Sedang Membaca
Kamuflase Makanan dan Harapan Manusia
M Faizi
Penulis Kolom

Penyair, tinggal di Pesantren Annuqoyah, Sumenep

Kamuflase Makanan dan Harapan Manusia

Manusia selalu ingin sesuatu yang melebihi ekspektasinya, harapan-harapannya. Kadang-kadang, harapan ini bukan berangkat atas tujuan utama, bisa jadi hanya ‘mainan’. Namun—dasar manusia!—meskipun mainan, mereka rela menghabiskan dan mengorbankan banyak hal, banyak rupiah, demi pemenuhan dan pemuasan syahwatnya itu.

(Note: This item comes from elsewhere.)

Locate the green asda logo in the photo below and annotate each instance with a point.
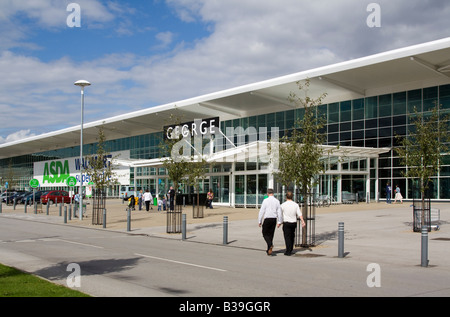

Coba itu lihat! Ada yang beli motor tercepat di dunia dan hanya mau digunakan di jalan raya yang sempit dan sesak oleh pelalu lintas. Untuk apa itu? Pemenuhan ekspektasi, dong!

Akan tetapi, kalau kita pergi ke meja makan, maka ekspektasi manusia di situ lebih ngeri lagi. Lihat orang-orang yang harus disediakan sebanyak mungkin menu dan porsi untuknya, padahal dia sendiri hanya butuh sepertiga piring nasi dan sekerat lauknya.

Semua itu demi ekspektasi, tidak lebih, bahkan kadang hanya demi sesi foto di media sosial. Lalu, yang demikian ini terjadi lagi pada orang lain, terus terjadi. Akibatnya, satu orang harus menghabiskan jatah 7 orang meskipun 6 porsi lainnya berakhir di keranjang sampah. 

Orang tadi, karena dia pesohor, lantas ditiru perilakunya. Jika diprotes karena dia salah, buzzer, follower, dan para jamaahnya tidak akan terima dan ia akan dibela. Di masa berikutnya, pengikut-pengikutnya silih-berganti. Maka, dengan demikian, kebutuhan untuk nasi dan lauk pun bertambah. Padi yang biasanya dipanen 2 kali dalam setahun, kini harus dipercepat, menjadi 3 kali, bahkan kalau bisa hingga 4 kali.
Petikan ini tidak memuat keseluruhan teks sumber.